As I write, citizens of the USA (it would be so much easier
to just say "Americans" but in fact all of us who live in the
Americas are Americans..... those of the USA
have inappropriately assumed that label) are in the process of electing
their next President as well as their Congress and some senators. I, for one,
am glad that the damn election is over. Perhaps Canadian news services will now
have more space/time to discuss some news that is relevant to Canadians. I am
always surprised at how much interest Canadians are suppose to have over
American elections. In this particular election cycle I have been even more
surprised at the number of Canadians who have come out on various social media
sites condemning one of the presidential candidates and begging US citizens to
vote.
I am surprised mainly because it would appear that some
Canadians who are posting on those sites actually believe that those to the
south of us give a damn as to what we think. Really? In the fifty or so years that
I have spent following political stuff - I can never remember a time when the
USA created a policy or responded substantively to a Canadian issue that was
not to their benefit. And why would they? Our neighbours seldom listen to the
what the rest of the world thinks they should do. As a matter of fact it seems
quite obvious that most of them don't even listen to each other - in part
because they are bombarded with too much irrelevant information and even more
irrelevant opinions.
There is a large, powerful and financially lucrative industry
whose only function is to convince voters to vote for a particular person or
party. In every election cycle millions ( in the USA it is billions) of dollars
are spent on distributing/propagating information designed to sway the voters.

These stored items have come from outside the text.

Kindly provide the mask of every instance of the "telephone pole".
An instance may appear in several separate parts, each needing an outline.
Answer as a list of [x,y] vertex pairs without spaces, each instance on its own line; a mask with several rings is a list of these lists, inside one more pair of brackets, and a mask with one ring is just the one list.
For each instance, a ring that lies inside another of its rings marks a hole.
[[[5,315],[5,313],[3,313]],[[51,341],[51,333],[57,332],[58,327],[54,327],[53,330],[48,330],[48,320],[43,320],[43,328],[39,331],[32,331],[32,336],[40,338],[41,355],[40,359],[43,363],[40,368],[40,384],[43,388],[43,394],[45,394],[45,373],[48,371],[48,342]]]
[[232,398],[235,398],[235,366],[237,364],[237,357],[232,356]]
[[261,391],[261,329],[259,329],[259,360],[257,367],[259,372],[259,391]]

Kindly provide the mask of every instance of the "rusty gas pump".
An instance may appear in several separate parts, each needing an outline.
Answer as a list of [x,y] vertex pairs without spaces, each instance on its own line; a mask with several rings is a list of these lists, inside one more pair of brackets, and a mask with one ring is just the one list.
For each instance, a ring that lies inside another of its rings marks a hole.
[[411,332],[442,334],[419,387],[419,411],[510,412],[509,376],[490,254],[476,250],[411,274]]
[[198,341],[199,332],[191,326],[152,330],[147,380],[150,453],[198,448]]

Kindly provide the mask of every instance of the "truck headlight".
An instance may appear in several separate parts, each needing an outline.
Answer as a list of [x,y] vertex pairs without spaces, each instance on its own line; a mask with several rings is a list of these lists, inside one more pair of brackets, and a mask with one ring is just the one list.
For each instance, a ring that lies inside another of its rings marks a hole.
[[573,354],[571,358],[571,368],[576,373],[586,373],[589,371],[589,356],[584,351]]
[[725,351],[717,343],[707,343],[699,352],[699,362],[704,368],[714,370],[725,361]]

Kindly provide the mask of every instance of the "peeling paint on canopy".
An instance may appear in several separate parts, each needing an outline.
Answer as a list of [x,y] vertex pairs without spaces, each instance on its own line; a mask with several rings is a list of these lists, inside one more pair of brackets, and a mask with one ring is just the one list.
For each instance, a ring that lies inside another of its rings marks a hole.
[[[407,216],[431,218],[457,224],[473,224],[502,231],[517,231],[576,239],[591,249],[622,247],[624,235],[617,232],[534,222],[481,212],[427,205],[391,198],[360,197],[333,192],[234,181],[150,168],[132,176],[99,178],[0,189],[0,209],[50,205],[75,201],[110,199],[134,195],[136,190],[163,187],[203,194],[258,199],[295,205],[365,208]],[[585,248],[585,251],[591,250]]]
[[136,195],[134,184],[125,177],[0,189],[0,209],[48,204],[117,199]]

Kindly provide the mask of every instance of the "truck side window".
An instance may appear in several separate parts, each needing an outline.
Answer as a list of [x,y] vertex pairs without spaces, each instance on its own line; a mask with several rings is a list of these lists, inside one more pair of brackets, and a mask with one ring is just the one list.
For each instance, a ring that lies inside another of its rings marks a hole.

I am not sure that those billions of dollars are well spent if for no other
reason that I am not sure if anyone really understands why people vote. For
example. in Canada there have been a number times when there have been large
swings in the popular vote such as when the Mulroney Conservatives or the
Martin Liberals lost power. But I suspect that people who switched their vote
from Liberal to Conservative or vice versa would have done so anyways as they
were tired of the previous government. Voters had already decided that there
was a need for a change (under the guise that change is a good thing every
decade or so). It took almost nothing to push enough voters over that line. I
suspect that most of us, most of the time vote generally the way we always
have. It is perhaps only those at the very centre who switch their votes
slightly to the left or to the right.
Those of us at the extreme left or right of the political
spectrum do not, very often, change our position. My guess is that those of us who
voted for a socialist-like-platform when we were 20 - still do so; those who,
as they were coming of age, believed in a social and economic conservative platform
- will not have changed their minds thirty or forty years later. While
platforms of a particular political party may disappoint us - we are committed
voters. Any attempt to change our minds is probably a waste of money. It is
only at the centre where people do not have a clear political/economic values
that there is room for movement. It is there that that the sellers of influence
focus their energies.
While it is less of a problem in Canada than is the USA, we
are still afflicted with uninformed and irrelevant people providing information
that can shape that soft middle core of voters. I am always surprised that
singers or actors in the USA are allowed
so much influence but then this a culture that validates a barely famous
actress's tirade against vaccinations.
If we are to have elections that contain useful debate and
at least interesting policies proposals, then we need, not just during an
election cycle, but all of the time participate/create a dialogue about what is
important and how we can invest in change. We need to stop seeing politics as a
blood sport for us to watch from the side lines. We need to learn to engage
both our neighbours and our politicians in conversation. If there is anything
to be learned from the election to the south - it is that when people stop
listening to those who think differently - then chaos can and will evolve.